Colorado Springs police Sgts. Gary Frasier and Micheal Cram emerged from the parked jetliner at Denver International Airport on Tuesday in bulky bomb-squad suits carrying X-rays of a black bag left under a rear seat in the cabin.
Frasier and Cram are members of the South Central Regional Explosives Unit and are among dozens of law enforcement and military personnel from across the state training this week at DIA with federal bomb specialists.
The techniques they are working on are especially useful for doing their job inside a plane’s cramped cabin.
“We’ve never had the opportunity to train in a real aircraft in confined spaces, to learn what will or won’t work,” Frasier said after stripping off the 70-pound Kevlar and ceramic-plated protective suit.
“A real event,” he said, “is not a good time to learn what your limitations are.”
They had taken portable X-ray equipment aboard the plane to try to verify the bag’s contents.
This week’s drills at DIA are part of a national effort to bring new techniques to local police squads for handling aviation bomb threats, said Patrick Tatman, a U.S. Department of Homeland Security explosive security specialist.
Tatman, 41, spent 21 years as a bomb technician in the U.S. Navy before joining the agency.
Tatman helped set up the bomb-detection exercise on the DIA jetliner, and he acted as a tutor for Frasier and Cram as they tried to decipher whether the X-ray showed elements of an explosive device.
Homeland Security’s program for training local bomb squads has been coupled with the Transportation Security Administration’s hiring “bomb appraisal officers” to help train security screeners to better recognize components of explosive devices. The bomb officers also help “resolve alarms” when a screener finds something suspicious.
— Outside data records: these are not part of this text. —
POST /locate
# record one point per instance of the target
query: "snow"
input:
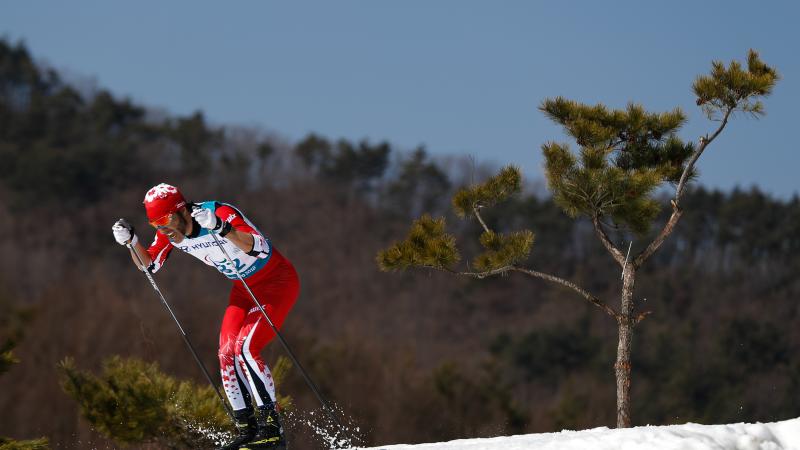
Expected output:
(741, 436)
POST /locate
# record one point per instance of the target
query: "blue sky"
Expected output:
(460, 77)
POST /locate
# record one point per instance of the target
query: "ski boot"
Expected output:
(269, 433)
(245, 423)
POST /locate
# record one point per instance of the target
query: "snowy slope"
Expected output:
(767, 436)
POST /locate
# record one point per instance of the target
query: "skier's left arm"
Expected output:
(229, 224)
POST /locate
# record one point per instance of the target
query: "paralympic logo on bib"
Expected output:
(225, 267)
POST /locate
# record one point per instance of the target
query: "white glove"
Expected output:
(123, 233)
(207, 219)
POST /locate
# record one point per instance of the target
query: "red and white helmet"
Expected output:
(161, 200)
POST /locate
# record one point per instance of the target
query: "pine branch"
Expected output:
(584, 293)
(552, 278)
(662, 236)
(704, 141)
(480, 219)
(615, 252)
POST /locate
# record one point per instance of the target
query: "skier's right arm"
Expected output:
(124, 235)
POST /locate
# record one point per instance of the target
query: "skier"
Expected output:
(244, 332)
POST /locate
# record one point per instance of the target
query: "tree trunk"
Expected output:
(623, 365)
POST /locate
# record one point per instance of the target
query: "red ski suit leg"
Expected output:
(245, 332)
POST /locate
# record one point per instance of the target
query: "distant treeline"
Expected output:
(411, 357)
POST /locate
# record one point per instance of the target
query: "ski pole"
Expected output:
(278, 333)
(183, 333)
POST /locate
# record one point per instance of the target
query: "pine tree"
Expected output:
(134, 402)
(624, 157)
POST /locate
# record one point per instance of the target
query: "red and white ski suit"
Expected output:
(244, 331)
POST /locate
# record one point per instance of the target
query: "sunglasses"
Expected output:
(162, 221)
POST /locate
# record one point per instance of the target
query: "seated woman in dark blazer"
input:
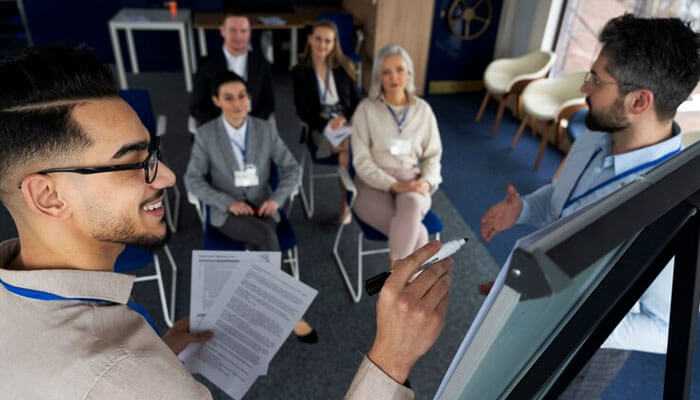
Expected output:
(325, 92)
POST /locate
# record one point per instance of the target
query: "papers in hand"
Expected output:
(335, 136)
(250, 305)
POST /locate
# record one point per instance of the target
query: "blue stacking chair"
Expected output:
(135, 258)
(215, 240)
(431, 221)
(140, 101)
(308, 160)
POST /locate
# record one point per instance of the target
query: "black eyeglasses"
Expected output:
(149, 166)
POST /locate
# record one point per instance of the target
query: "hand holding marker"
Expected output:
(374, 284)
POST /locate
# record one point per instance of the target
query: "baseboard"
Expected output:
(445, 87)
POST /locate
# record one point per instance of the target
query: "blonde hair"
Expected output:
(336, 57)
(375, 87)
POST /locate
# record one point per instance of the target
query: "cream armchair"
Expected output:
(546, 103)
(505, 79)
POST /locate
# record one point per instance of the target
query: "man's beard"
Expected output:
(125, 233)
(122, 229)
(611, 120)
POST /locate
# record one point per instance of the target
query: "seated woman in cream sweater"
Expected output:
(396, 153)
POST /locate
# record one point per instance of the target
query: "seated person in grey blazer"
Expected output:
(230, 166)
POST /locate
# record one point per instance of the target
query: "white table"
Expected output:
(131, 19)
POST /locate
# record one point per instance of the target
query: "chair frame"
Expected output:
(307, 164)
(168, 311)
(355, 293)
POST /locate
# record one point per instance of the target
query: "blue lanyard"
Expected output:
(398, 119)
(47, 296)
(631, 171)
(245, 141)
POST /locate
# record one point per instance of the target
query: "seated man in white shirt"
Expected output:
(238, 56)
(645, 70)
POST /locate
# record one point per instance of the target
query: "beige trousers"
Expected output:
(398, 216)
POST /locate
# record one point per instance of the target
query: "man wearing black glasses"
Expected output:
(81, 178)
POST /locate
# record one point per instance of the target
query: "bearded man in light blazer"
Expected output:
(230, 167)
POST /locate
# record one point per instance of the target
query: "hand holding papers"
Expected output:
(251, 306)
(335, 136)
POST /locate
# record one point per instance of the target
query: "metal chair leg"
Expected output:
(355, 294)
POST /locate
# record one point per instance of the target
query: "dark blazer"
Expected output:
(259, 82)
(308, 101)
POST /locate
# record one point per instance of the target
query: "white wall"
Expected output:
(527, 25)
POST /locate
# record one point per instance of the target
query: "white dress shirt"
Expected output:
(328, 96)
(237, 137)
(237, 64)
(588, 179)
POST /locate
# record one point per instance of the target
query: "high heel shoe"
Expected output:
(310, 337)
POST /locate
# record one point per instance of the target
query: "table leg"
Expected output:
(185, 57)
(116, 48)
(132, 51)
(293, 48)
(190, 43)
(202, 42)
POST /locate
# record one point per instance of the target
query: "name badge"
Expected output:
(248, 177)
(400, 147)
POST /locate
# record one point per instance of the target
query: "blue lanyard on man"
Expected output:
(398, 119)
(570, 200)
(47, 296)
(244, 146)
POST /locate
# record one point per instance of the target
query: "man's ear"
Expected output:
(639, 101)
(41, 196)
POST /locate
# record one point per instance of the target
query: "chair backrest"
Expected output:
(346, 30)
(689, 138)
(140, 101)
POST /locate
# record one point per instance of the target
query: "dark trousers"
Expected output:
(257, 233)
(595, 377)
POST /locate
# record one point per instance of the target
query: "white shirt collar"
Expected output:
(631, 159)
(236, 63)
(236, 134)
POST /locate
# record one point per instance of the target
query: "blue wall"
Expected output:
(454, 59)
(85, 22)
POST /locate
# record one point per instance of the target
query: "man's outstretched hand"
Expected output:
(410, 316)
(179, 336)
(503, 215)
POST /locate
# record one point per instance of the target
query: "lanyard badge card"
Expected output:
(248, 177)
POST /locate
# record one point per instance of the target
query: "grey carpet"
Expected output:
(346, 329)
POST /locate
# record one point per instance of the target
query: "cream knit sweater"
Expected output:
(374, 128)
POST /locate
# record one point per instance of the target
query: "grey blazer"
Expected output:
(210, 172)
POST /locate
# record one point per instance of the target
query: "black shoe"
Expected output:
(309, 338)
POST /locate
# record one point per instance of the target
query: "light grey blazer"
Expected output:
(210, 172)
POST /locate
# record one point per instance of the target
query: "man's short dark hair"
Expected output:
(659, 54)
(39, 89)
(224, 77)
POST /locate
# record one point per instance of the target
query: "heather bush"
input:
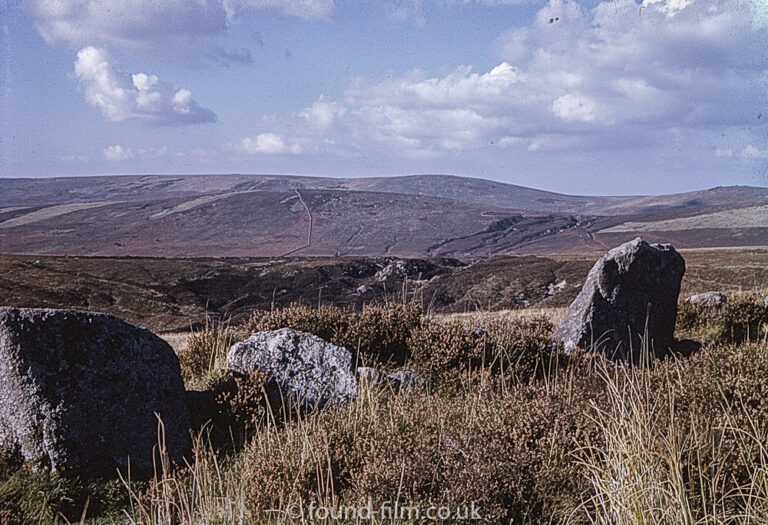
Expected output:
(509, 454)
(513, 348)
(742, 318)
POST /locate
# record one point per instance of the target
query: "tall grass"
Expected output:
(507, 423)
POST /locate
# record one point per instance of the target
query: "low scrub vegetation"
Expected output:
(508, 425)
(743, 318)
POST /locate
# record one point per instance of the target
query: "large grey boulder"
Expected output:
(79, 391)
(307, 370)
(629, 297)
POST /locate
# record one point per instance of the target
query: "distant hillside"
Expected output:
(270, 216)
(23, 192)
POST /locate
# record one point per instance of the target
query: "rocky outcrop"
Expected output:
(628, 303)
(79, 391)
(710, 300)
(305, 369)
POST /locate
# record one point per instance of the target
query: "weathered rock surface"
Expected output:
(630, 295)
(711, 300)
(307, 370)
(401, 381)
(79, 391)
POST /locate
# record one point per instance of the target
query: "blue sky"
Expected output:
(613, 97)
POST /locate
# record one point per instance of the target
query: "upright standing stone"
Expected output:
(627, 304)
(79, 391)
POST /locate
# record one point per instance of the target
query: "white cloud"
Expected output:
(753, 152)
(159, 27)
(723, 152)
(267, 143)
(120, 96)
(322, 113)
(574, 108)
(616, 77)
(117, 153)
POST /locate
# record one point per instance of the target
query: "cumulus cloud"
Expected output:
(322, 114)
(117, 153)
(122, 96)
(267, 143)
(619, 76)
(752, 152)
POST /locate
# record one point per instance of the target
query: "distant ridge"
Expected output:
(65, 190)
(411, 216)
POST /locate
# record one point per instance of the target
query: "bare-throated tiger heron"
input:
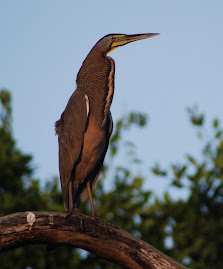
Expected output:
(85, 126)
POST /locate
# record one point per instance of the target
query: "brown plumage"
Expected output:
(85, 126)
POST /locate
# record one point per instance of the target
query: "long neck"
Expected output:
(96, 79)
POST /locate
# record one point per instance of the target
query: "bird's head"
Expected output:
(112, 41)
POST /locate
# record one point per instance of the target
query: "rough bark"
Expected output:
(104, 240)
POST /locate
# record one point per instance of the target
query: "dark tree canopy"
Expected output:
(189, 230)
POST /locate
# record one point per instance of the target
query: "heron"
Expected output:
(85, 126)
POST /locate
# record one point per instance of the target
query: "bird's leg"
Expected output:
(91, 200)
(94, 215)
(71, 202)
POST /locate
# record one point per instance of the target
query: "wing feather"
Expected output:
(70, 129)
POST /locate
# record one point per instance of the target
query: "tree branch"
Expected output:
(106, 241)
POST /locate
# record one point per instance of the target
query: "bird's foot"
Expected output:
(73, 211)
(104, 223)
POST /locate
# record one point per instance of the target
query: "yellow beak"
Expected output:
(120, 40)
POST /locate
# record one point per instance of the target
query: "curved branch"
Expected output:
(104, 240)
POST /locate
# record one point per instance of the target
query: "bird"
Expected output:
(86, 124)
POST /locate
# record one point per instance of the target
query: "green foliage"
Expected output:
(197, 222)
(189, 230)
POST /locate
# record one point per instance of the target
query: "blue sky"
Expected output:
(43, 44)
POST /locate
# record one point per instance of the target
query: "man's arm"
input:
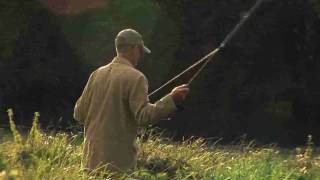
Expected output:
(144, 112)
(82, 104)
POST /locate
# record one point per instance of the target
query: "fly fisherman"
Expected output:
(114, 103)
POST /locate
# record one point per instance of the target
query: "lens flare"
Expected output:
(64, 7)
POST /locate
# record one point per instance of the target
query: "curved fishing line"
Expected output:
(210, 56)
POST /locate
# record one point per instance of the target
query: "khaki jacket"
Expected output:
(113, 104)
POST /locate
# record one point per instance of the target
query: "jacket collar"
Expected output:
(121, 60)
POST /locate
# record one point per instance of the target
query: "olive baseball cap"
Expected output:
(131, 37)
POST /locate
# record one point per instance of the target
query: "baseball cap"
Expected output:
(131, 37)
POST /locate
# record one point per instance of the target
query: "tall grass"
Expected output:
(41, 155)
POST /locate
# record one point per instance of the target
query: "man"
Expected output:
(114, 103)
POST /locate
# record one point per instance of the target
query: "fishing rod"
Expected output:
(206, 59)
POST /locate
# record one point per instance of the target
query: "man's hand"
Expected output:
(179, 93)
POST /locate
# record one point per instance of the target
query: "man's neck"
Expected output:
(126, 58)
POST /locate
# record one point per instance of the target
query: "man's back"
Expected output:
(112, 106)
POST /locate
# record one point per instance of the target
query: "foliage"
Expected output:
(59, 156)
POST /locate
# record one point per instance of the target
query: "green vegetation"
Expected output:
(39, 155)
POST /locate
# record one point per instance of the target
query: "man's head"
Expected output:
(129, 44)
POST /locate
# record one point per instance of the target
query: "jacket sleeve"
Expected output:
(82, 104)
(144, 112)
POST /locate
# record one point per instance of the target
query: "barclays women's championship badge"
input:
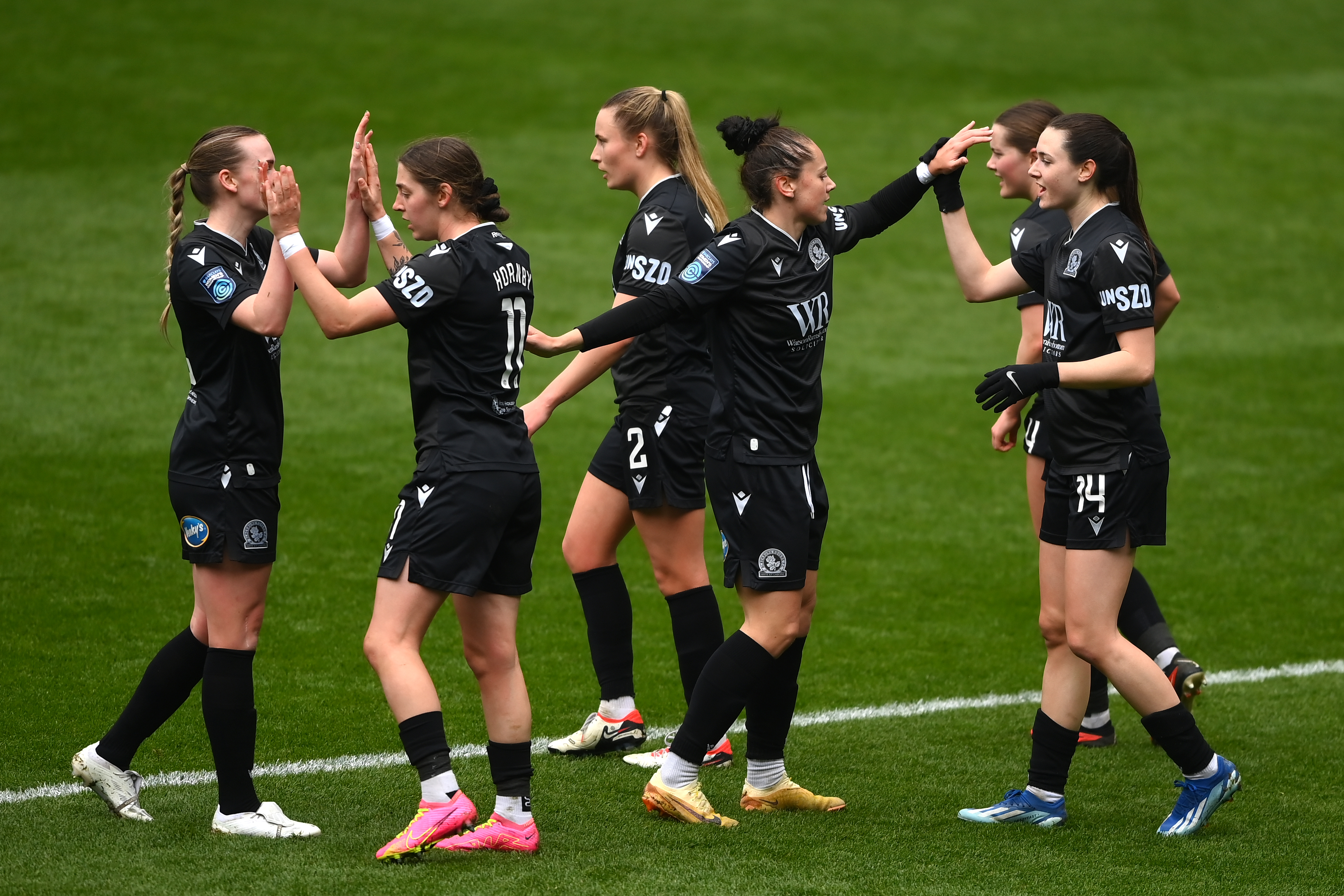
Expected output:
(218, 284)
(194, 531)
(254, 535)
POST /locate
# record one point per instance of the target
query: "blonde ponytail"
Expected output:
(665, 116)
(214, 152)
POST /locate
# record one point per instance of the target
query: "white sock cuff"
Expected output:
(616, 708)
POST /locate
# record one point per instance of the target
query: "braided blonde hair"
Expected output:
(213, 153)
(666, 119)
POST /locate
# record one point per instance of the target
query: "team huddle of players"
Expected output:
(715, 343)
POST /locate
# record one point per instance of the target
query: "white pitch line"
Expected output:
(801, 720)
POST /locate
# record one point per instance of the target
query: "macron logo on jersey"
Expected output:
(699, 268)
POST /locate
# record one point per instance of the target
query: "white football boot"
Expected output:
(119, 789)
(268, 821)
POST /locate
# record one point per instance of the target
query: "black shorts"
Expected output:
(209, 519)
(772, 520)
(467, 532)
(1094, 511)
(1035, 432)
(655, 457)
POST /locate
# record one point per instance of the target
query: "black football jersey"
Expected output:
(1097, 283)
(671, 363)
(1034, 226)
(232, 430)
(465, 306)
(769, 301)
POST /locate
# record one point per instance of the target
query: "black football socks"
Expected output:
(427, 749)
(166, 685)
(1175, 731)
(727, 682)
(226, 700)
(697, 631)
(1053, 749)
(511, 769)
(771, 707)
(1142, 620)
(611, 623)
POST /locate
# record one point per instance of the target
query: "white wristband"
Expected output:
(383, 227)
(292, 244)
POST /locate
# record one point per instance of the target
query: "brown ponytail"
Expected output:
(666, 119)
(449, 160)
(1089, 136)
(213, 153)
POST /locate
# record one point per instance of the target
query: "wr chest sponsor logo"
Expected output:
(511, 274)
(1127, 297)
(412, 285)
(651, 271)
(812, 318)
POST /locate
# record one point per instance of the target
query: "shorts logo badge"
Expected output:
(697, 271)
(218, 284)
(194, 531)
(818, 253)
(659, 425)
(772, 565)
(256, 536)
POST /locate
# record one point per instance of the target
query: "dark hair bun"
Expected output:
(742, 135)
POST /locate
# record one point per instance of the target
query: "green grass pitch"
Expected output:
(928, 582)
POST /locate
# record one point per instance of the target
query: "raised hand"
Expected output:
(283, 202)
(356, 162)
(370, 187)
(952, 155)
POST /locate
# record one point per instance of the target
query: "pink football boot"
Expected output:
(432, 824)
(498, 833)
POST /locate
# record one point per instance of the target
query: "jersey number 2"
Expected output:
(515, 342)
(638, 460)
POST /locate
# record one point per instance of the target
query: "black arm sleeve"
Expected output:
(633, 318)
(888, 206)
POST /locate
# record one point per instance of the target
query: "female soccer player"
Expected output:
(650, 469)
(465, 526)
(767, 284)
(1106, 494)
(232, 296)
(1142, 620)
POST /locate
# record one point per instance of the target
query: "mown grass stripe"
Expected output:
(801, 720)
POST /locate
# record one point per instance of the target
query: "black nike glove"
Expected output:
(1010, 385)
(933, 151)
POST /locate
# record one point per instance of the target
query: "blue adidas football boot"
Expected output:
(1019, 808)
(1199, 800)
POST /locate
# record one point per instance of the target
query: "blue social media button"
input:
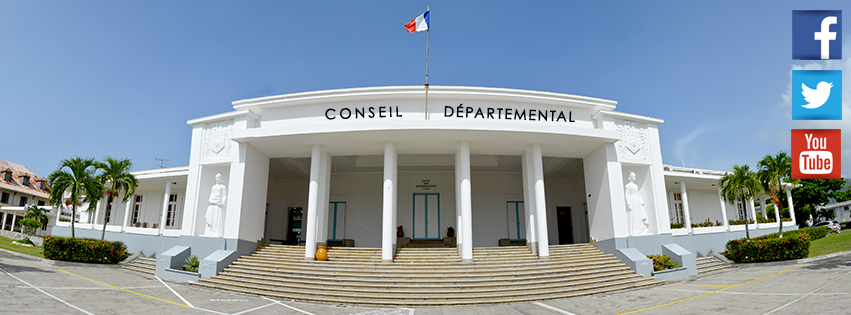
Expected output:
(817, 94)
(816, 35)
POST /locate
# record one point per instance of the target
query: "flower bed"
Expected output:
(764, 249)
(84, 250)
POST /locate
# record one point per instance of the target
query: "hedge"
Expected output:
(794, 246)
(813, 233)
(84, 250)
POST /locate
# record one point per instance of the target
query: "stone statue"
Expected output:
(638, 224)
(215, 211)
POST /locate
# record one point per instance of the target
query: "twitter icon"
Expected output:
(817, 94)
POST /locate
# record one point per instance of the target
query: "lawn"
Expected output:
(6, 243)
(832, 244)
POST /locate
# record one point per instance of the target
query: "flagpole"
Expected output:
(428, 30)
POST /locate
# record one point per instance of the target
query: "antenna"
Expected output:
(161, 163)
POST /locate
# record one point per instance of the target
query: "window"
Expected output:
(742, 212)
(171, 215)
(137, 208)
(108, 209)
(678, 208)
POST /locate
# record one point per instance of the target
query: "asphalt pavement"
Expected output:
(33, 287)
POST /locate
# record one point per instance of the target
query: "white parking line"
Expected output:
(553, 308)
(287, 306)
(48, 294)
(175, 293)
(808, 294)
(254, 309)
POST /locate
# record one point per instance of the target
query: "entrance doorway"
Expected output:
(565, 226)
(426, 214)
(516, 220)
(294, 215)
(336, 220)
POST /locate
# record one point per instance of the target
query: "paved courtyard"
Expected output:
(33, 287)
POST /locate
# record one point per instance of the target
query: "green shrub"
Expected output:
(740, 222)
(191, 263)
(763, 249)
(84, 250)
(813, 233)
(662, 262)
(26, 241)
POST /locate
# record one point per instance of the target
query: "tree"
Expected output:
(815, 192)
(37, 214)
(741, 185)
(773, 170)
(115, 178)
(76, 177)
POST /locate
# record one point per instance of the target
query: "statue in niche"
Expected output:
(637, 218)
(215, 211)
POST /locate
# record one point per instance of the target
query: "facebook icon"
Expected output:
(816, 34)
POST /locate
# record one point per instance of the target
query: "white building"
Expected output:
(19, 189)
(494, 164)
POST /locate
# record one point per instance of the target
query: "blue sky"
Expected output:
(121, 78)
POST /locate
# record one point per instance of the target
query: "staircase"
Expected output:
(709, 264)
(427, 276)
(143, 265)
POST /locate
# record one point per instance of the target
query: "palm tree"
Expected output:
(76, 176)
(116, 178)
(773, 170)
(37, 214)
(741, 185)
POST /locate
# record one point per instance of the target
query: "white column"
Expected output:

A byproduct of the Iraq and Afghanistan wars is that bomb-disposal experts are leaving the military with skills that can be transferred to civilian aviation and to police bomb squads that respond to threats at U.S. airports, said Mario Medina, the TSA’s bomb appraisal officer at DIA.
“Guys coming from a six-month tour in Iraq now have more experience than an average bomb squad will have in its entire career,” said Medina, who also trained at the Navy’s advanced Explosive Ordnance Disposal school and spent 19 years as a military bomb technician.
At the end of last year, there were 111 bomb appraisal officers at U.S. airports, but there will be 300 by the end of this year and 500 by the end of 2009, Medina said. DIA soon will have four more of the explosives specialists.
By teaching screeners better bomb-detection skills, bomb appraisal officers hope to reduce false alarms by screeners.
To that end, Medina opened a case he was carrying at DIA’s A concourse security checkpoint Tuesday and offered screeners Mike Hill and John Blackis a quick course in how to recognize detonators, blasting caps and other potential components of an improvised explosive device.
Medina makes the “inert training aids” and said one was similar to what men used in a June attack on Glasgow International Airport in Scotland.
“I build devices based on current threats, and we train on the identification of them,” he said.